Balancing interest in publishing the information about arrest for cocaine possesion against TV actor's right to respect for his private life; under the circumstances no need to preserve anonymity TV actor; no bad faith publisher
"107. The fact is, however, that having regard to the nature of the offence committed by X, the degree to which X is well known to the public, the circumstances of his arrest and the veracity of the information in question, the applicant company – having obtained confirmation of that information from the prosecuting authorities themselves – did not have sufficiently strong grounds for believing that it should preserve X’s anonymity.
In that context, it should also be pointed out that all the information revealed by the applicant company on the day on which the first article appeared was confirmed by the prosecutor W. to other magazines and to television channels. Likewise, when the second article appeared, the facts leading to X’s conviction were already known to the public (see, mutatis mutandis, Aleksey Ovchinnikov v. Russia, no. 24061/04, § 49, 16 December 2010). Moreover, the Court of Appeal itself considered that the applicant company’s liability did not extend beyond minor negligence given that the information disclosed by the public prosecutor’s office had led it to believe that the report was lawful (see paragraph 35 above).
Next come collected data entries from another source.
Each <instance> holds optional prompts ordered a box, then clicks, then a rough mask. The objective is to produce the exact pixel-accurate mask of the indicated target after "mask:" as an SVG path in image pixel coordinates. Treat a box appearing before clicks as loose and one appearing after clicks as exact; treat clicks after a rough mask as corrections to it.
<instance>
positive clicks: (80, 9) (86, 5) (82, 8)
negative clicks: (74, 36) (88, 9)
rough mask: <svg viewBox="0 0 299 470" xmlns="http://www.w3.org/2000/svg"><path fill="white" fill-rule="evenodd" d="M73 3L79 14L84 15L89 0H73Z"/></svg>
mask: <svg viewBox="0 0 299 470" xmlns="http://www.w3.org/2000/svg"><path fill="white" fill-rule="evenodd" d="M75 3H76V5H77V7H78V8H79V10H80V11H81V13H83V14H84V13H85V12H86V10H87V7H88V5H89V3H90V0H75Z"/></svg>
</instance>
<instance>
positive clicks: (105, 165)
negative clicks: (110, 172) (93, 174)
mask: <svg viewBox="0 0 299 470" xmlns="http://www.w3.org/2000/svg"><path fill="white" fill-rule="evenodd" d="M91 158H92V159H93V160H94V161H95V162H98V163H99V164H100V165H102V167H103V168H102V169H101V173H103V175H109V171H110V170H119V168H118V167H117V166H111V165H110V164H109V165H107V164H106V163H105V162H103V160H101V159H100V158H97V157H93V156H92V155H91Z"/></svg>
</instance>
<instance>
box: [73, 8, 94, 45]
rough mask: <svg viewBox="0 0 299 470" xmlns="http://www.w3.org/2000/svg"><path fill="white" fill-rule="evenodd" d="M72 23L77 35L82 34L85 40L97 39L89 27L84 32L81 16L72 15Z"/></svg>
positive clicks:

In the Court’s view, it has not therefore been shown that the applicant company acted in bad faith when publishing the articles in question."
Content, form and consequences of the impugned articles do constitute a ground for banning them
"108. The Court observes that the first article merely related X’s arrest, the information obtained from W. and the legal assessment of the seriousness of the offence by a legal expert (see paragraph 13 above). The second article only reported the sentence imposed by the court at the end of a public hearing and after X had confessed (see paragraph 15 above). The articles did not therefore reveal details about X’s private life, but mainly concerned the circumstances of and events following his arrest (see Flinkkilä and Others, cited above, § 84, and Jokitaipale and Others, cited above, § 72). They contained no disparaging expression or unsubstantiated allegation (see the case-law cited in paragraph 82 above). The fact that the first article contained certain expressions which, to all intents and purposes, were designed to attract the public’s attention cannot in itself raise an issue under the Court’s case-law (see Flinkkilä and Others, cited above, § 74, and Pipi, above-cited decision).
The Court notes, moreover, that the Regional Court imposed an injunction on publication of the photos accompanying the impugned articles and that the applicant company did not challenge that injunction. It therefore considers that the form of the articles in question did not constitute a ground for banning their publication. Furthermore, the Government did not show that publication of the articles had resulted in serious consequences for X."